Legionellose (veteranenziekte - pontiac fever)
Veroorzaker
Legionella pneumophila. Dit is een gram negatieve bacterie die voorkomt in vochtige bodems en water en die groeit bij temperaturen tussen de 20 en 50 °C. We verwijzen naar de richtlijnen uitgegeven door Zorg en Gezondheid (https://www.zorg-en-gezondheid.be/sites/default/files/atoms/files/Richtlijn%20Legionella.pdf)
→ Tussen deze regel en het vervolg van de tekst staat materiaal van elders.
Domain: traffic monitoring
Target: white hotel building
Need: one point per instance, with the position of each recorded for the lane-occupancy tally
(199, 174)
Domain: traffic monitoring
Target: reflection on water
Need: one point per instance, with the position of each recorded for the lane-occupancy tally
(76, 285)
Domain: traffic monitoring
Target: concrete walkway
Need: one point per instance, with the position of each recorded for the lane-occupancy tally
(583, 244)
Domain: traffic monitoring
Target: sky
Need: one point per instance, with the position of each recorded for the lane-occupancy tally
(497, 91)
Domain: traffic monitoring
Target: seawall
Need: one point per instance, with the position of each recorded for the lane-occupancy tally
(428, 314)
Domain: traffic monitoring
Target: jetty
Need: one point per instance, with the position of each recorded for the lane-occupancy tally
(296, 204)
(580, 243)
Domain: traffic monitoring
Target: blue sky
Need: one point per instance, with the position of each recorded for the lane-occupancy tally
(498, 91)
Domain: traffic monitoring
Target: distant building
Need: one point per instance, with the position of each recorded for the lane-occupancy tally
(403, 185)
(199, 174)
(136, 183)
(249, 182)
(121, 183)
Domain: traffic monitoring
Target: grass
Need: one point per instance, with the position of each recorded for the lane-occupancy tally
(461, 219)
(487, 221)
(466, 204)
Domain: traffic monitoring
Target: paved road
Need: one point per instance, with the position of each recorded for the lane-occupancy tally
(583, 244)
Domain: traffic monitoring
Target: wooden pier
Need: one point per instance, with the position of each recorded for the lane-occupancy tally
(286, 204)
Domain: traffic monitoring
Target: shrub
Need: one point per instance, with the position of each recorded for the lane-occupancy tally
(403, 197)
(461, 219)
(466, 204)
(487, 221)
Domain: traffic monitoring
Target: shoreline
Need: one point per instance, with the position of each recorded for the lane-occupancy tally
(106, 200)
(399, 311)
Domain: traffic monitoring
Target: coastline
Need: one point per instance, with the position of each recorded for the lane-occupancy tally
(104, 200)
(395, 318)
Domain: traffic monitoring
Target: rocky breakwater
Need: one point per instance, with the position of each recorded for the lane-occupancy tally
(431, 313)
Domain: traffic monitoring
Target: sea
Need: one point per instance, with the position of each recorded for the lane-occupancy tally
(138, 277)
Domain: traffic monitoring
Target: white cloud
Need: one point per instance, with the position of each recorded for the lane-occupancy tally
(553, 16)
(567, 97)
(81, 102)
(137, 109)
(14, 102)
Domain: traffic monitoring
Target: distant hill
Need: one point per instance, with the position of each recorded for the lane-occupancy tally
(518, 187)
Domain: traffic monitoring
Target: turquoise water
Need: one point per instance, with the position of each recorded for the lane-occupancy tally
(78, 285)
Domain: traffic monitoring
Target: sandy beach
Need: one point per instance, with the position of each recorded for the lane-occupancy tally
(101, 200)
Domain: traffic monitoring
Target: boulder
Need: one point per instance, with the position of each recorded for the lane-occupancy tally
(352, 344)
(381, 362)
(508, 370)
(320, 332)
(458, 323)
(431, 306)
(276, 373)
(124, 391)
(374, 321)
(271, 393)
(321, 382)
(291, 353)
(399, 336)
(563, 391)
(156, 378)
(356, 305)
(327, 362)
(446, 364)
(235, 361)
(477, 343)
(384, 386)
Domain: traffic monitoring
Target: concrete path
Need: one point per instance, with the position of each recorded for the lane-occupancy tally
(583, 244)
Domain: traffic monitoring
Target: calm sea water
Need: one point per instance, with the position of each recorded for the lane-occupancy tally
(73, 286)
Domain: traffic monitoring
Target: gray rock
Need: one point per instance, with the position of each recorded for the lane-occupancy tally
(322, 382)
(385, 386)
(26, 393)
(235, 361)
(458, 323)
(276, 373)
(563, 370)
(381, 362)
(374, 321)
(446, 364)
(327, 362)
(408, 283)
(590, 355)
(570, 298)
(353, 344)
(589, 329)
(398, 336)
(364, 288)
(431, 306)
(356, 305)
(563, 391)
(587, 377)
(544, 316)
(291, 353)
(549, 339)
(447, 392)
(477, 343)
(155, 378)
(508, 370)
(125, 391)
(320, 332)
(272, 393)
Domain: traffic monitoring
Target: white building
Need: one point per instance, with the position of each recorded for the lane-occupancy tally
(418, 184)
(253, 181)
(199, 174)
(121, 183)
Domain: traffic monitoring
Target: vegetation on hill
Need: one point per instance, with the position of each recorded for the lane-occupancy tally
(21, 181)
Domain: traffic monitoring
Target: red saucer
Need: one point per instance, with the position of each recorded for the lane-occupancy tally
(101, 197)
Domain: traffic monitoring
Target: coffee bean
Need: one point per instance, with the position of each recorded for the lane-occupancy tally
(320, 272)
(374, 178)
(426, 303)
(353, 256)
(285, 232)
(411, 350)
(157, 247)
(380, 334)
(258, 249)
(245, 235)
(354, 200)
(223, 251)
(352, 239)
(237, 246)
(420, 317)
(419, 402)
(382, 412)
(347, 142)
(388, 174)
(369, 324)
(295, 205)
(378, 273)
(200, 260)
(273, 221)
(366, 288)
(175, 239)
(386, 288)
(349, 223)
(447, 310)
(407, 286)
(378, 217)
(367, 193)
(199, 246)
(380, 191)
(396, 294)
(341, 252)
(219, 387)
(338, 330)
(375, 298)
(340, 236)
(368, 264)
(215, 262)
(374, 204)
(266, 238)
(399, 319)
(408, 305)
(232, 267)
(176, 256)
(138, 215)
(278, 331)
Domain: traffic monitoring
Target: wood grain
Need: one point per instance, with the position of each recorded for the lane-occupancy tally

Samenvatting richtlijn Zorg en Gezondheid
Kliniek |
Pneumonie. Bij 60% ook neuropsychologische stoornissen. Pontiac-koorts: acuut griepachtig beeld zonder longontsteking (koude rillingen, hoofd-, en spierpijn, malaise). |
Diagnose |
Legionella antigen op urine (enkel L. pneumophila serogroep 1); Steeds PCR en cultuur op respiratoire stalen (Nationaal Referentie Centrum); Serologie (met opvolgstaal na 6 weken). |
Incubatieperiode |
Pneumonie: gemiddeld 5 dagen (2 tot 19 dagen); Pontiac-koorts: 36 tot 48 uur. |
Besmettelijke periode |
Niet overdraagbaar van persoon op persoon. |
Reservoir |
Hoofdzakelijk waterige milieus (bv. waterleidingsystemen met biofilmvorming). |
Besmettingsweg |
Hoofdzakelijk aerosolproducerende systemen, zoals koeltorens, douches, whirlpools, luchtbevochtigers enz. |
Risicogroepen |
Persoonsgebonden risicofactoren voor Legionella-pneumonie: roken, oudere leeftijd, mannelijk geslacht, onderliggend (long)lijden. Beroepsgerelateerde expositie. |
Er wordt aangeraden om extra alert te zijn bij patiënten die symptomen vertonen van pneumonie en die woonachitg of werkzaam zijn rond de Gentse haven.
Diagnostiek bij Labo CRI
Bij klinisch vermoeden van legionellose gebeurt de labodiagnostiek bij voorkeur door detectie van het legionella-antigen in urine, gezien dit snel aanwezig is (vanaf dag 3 van de symptomen), en snel kan bepaald worden. De antigentest detecteert enkel legionella van serogroep 1 (verwekker van huidige epidemie). De specificiteit van de test is bijna 100%. Labo CRI voert deze test niet zelf uit, maar stuurt de stalen door naar het Universitair Ziekenhuis (UZ) te Gent. Het UZ Gent voert de test uit tussen 8 – 19 u. In geval van een dringend staal raden wij u aan contact op te nemen met het labo. In geval van een positief staal wordt u zo snel mogelijk telefonisch gecontacteerd.
Behandeling
Bij sterk vermoeden of zekerheid van een infectie wordt een behandeling opgestart met een fluoroquinolone (ciprofloxacine, levofloxacine of moxifloxacine). Deze worden verkozen boven een behandeling met neomacrolides of azithromycine.